What’s more, the skills required to create a good cosplay are exquisite. My fat fingers can’t thread a needle and I wouldn’t even know where to begin with creating a pattern or fashioning accessories, and I have found myself being awestruck more and more by the people who can do those things, and do them well. There is a creativity on display in good cosplay that is jaw-dropping, and an element of engineering problem-solving that is praiseworthy. Very often these people are taking two-dimensional or completely unrealistic designs and transposing them into three dimensional space. Not only that, but they’re doing it in a way that requires them to be mobile and to wear the outfit for hours on end. I’ve been on movie sets where they create amazing costumes or prosthetics, but they’re never intended to be seen from certain angles or to be in motion all that much. A good cosplay should work from 360 degrees and should withstand a full day on a convention floor – all while looking great.
As for seeking attention: everybody should be seen. It’s taken me so many years to understand this; it’s only in the past few months that I have made peace with my own desire to be read and not see that as a narcissistic, egomaniacal impulse. I took that self-loathing and slathered it on other people seeking attention, and I was wrong. I was wrong to judge myself, and I was wrong to judge others. (I should probably be using words like ‘confused’ or ‘deluded’ here, rather than the very judgmental ‘wrong,’ but I’m trying to use ‘wrong’ to simply mean ‘incorrect,’ not ‘inherently bad.’)

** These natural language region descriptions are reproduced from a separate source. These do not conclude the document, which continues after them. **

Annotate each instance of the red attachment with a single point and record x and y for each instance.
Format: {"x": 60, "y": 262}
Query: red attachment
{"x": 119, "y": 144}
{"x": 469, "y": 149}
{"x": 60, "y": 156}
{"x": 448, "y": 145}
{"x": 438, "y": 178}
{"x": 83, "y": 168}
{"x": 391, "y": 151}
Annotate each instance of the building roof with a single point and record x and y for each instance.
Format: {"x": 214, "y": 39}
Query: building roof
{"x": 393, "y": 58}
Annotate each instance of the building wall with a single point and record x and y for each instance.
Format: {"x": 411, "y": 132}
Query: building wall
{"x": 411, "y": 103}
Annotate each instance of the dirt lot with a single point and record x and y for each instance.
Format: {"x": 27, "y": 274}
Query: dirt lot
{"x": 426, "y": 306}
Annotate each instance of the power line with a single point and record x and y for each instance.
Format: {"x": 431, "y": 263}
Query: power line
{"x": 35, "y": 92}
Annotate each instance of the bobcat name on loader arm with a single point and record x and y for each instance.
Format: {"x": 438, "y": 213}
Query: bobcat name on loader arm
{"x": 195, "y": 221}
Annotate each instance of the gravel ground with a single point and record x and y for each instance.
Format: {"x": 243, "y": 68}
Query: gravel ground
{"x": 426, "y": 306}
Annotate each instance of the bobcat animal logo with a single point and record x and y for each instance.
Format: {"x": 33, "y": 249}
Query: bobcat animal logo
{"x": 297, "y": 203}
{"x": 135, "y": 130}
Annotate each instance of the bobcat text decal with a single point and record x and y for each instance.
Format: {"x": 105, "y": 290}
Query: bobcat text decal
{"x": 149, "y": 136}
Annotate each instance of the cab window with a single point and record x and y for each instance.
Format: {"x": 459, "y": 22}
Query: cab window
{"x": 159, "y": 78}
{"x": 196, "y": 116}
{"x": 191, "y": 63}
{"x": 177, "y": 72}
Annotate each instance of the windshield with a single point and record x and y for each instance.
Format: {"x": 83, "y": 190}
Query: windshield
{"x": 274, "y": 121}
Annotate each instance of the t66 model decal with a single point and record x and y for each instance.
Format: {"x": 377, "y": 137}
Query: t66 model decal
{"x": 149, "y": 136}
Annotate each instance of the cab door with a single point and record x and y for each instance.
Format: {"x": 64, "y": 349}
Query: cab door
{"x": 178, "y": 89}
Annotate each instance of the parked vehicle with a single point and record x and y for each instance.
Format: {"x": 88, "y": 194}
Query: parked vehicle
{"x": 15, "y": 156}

There is, of course, negative attention seeking. But dressing up in beautiful and elaborate costumes to display your appreciation for a story or a character isn’t negative. It’s empowering. It’s inviting the kind of attention that enriches you and the person seeing you. Being seen, being noticed, these are impulses wired into us as social animals, impulses that go back tens of thousands of years. As with all of our social impulses this one can be used poorly, or can hurt us. But soaking up the admiration of like-minded people who are enjoying the art you wear on your body? There’s nothing bad about that. Watch people happily taking pictures with cosplayers and tell me that’s bad.

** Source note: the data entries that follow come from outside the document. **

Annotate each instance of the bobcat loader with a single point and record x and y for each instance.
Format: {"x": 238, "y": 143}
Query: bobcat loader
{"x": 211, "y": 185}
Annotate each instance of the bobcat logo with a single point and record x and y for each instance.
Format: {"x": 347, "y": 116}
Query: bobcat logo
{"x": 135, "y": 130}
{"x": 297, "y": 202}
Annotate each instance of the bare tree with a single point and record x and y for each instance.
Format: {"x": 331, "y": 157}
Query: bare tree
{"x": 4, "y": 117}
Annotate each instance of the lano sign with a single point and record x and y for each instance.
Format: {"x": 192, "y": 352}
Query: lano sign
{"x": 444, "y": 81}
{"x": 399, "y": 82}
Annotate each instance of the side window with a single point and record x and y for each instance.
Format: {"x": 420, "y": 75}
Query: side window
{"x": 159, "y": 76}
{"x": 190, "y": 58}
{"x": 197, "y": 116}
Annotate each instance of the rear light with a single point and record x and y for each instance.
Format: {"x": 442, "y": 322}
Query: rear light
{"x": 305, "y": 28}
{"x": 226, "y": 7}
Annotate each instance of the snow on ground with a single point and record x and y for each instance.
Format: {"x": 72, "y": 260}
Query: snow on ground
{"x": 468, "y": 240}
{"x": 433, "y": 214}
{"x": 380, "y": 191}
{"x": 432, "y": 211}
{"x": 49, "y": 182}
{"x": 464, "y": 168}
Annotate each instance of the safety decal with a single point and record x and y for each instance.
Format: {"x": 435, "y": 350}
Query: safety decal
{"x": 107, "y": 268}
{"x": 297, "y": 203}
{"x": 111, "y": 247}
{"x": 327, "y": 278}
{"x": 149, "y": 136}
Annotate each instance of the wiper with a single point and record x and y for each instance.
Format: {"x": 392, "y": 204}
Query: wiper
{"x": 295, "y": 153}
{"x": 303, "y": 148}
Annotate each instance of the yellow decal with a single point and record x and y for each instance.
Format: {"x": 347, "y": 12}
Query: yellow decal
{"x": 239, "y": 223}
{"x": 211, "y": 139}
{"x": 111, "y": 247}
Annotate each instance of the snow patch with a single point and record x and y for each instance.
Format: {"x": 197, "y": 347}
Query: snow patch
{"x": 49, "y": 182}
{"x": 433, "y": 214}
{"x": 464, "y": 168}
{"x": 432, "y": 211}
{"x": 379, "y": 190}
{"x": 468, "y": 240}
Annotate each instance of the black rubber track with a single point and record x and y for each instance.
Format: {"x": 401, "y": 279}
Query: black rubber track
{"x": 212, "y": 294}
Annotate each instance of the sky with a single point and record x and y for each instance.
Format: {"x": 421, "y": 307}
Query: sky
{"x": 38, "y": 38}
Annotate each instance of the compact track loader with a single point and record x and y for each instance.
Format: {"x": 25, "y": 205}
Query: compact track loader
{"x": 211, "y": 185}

One of the great things about my evolving appreciation of cosplay is that it has made my life actively better. Cosplay has conquered fandom, and if I were still rolling my eyes at it I would be getting irritated quite regularly as cosplay shows up all the time on social media and more and more at all sorts of events. But my evolving understanding of it means that now when I see a good cosplay I am delighted; the Facebook pics from whatever random regional con now make me happy instead of snarky. That’s better for me.
Unearthing my misogynist acculturation is an ongoing process. I work on it every day. I don’t stand before you as some kind of chastened ex-misogynist. I used to lecture from a position of moral authority – I lost that completely. And I’m glad I did. Now I get to share with you the effort I am making every day. I’m working on it today – a friend shared this piece and as I read it I began to have all sorts of knee jerk reactions (and yes, the thesis of this essay helped inform what I’m writing here). Each reaction is an opportunity for me to practice mindfulness of my views and examine WHY I am reacting in the way I am – is it because the author is not making a good point, or is it because I have such an ingrained misogynist attitude towards art by and for women that I feel threatened when it is pointed out? It’s quite possible that it’s some from each category, and the work is to be aware of the reaction, sift through it and try to find something that leads me towards the truth.